生活のヒント

昔から、人間の体は天地や両親からのもらいものであり、傷つけたり病気になったりするのは最大の親不孝であるという考え方があります。
この考え方による最大の親孝行=長生きのために、毎日できることを考えてみませんか?

※このサイトの情報は、毎日の生活のご参考となるものです。ご自身の健康状態については、医師にご相談ください。

飲食~適量を守る

食事の節度

一汁一菜の食事を食べ終わって満足している人のイメージ図

「少し足りないかな」と思うくらいが適量です

前回は、人体を構成する“元気”には、先天的なものと後天的なものがある、という考え方をご紹介しました。
そして、後天的なものの材料となるひとつが、「水穀の精微」、すなわち水や食事などから生成されるものです。
“元気”の材料となるわけですから、飲食にも気をつかったほうがよいのは当然ですね。

貝原益軒は、著書『養生訓』のなかで、「元気は生命の本(もと)なり。飲食は生命の養いなり。」とする一方で、「好めるに任せ、ほしいままにすれば、節に過ぎて必ず脾胃をやぶり、諸病を生じ、命を失ふ」と、節度のない飲食をいましめています
おいしいものに出会うと、それをほどほどにしておくことは難しいことですが、「酒食茶湯、ともによきほどと思ふよりも、ひかえて七八分にてなおも不足と思ふ時、早くやむべし。飲食して後には必ず十分に満つるものなり」と、食後には必ず満足するのだから、“腹八分目”でやめておくのがよいとしています。

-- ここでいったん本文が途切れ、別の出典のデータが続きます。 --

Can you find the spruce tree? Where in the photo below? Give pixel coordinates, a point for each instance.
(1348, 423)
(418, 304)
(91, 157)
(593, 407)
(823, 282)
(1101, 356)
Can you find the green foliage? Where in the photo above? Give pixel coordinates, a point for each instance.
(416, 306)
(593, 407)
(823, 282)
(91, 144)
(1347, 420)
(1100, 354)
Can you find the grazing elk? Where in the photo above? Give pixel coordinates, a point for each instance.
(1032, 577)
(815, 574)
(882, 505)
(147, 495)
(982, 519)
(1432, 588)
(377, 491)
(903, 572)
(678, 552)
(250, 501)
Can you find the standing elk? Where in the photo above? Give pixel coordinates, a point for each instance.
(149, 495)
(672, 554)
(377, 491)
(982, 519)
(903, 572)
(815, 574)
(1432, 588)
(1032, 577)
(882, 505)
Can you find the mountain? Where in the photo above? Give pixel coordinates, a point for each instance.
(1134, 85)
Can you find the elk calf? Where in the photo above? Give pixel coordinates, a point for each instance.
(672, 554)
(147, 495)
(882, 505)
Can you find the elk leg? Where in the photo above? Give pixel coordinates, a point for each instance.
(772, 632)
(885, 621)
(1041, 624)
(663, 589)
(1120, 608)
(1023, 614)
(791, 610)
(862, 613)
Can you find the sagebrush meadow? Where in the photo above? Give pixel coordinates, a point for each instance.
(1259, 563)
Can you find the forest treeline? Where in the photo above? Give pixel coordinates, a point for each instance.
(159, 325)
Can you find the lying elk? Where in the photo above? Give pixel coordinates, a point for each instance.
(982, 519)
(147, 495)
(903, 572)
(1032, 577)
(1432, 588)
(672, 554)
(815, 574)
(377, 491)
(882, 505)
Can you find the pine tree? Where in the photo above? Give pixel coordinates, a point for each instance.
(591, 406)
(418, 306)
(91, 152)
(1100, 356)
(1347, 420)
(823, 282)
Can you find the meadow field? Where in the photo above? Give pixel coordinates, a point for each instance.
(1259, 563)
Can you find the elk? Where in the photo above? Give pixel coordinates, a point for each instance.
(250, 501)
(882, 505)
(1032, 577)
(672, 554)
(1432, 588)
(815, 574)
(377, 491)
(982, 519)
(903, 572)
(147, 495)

食べ過ぎないことによって、脾胃(消化器官)にすき間ができ、“元気”がめぐりやすくなるとともに、消化がしやすくなります。逆に、脾胃にすき間がないと、“元気”のめぐる道をふさいでしまうので、病気になりやすい、というのがその理由です。

花は半開に見、酒は微酔に飲む

五味のイメージ

「五味」をバランス良く、ほどほどにとるのが大切です

飲食のバランスも大事です。
五行説では、食べるものの味を「酸」「苦」「甘」「辛」「鹹(塩からい味)」の「五味」に分類していますが、益軒はこれらのうちどれかに偏ること=「五味偏勝」をすると体調を損なうので、すべての味をほどほどにとると良い、と述べています。

また、バランス良く食べるためには、食事のなかでも順序に気をつけると良い、というのが益軒の考え方です。
最初はお吸い物を飲み、肉や魚をとらないようにしてご飯を食べると、ご飯の本来の味がよくわかるそうです。肉や魚はあとから食べることで“気”を養うことができるだけでなく、おかずが少なくても気にならないと言います。

自宅では実践できても、宴会ではそうはいきませんよね。
益軒は、「花は半開に見、酒は微酔に飲む」という言葉をあげ、いくら楽しい席であっても節度を守ることをすすめています。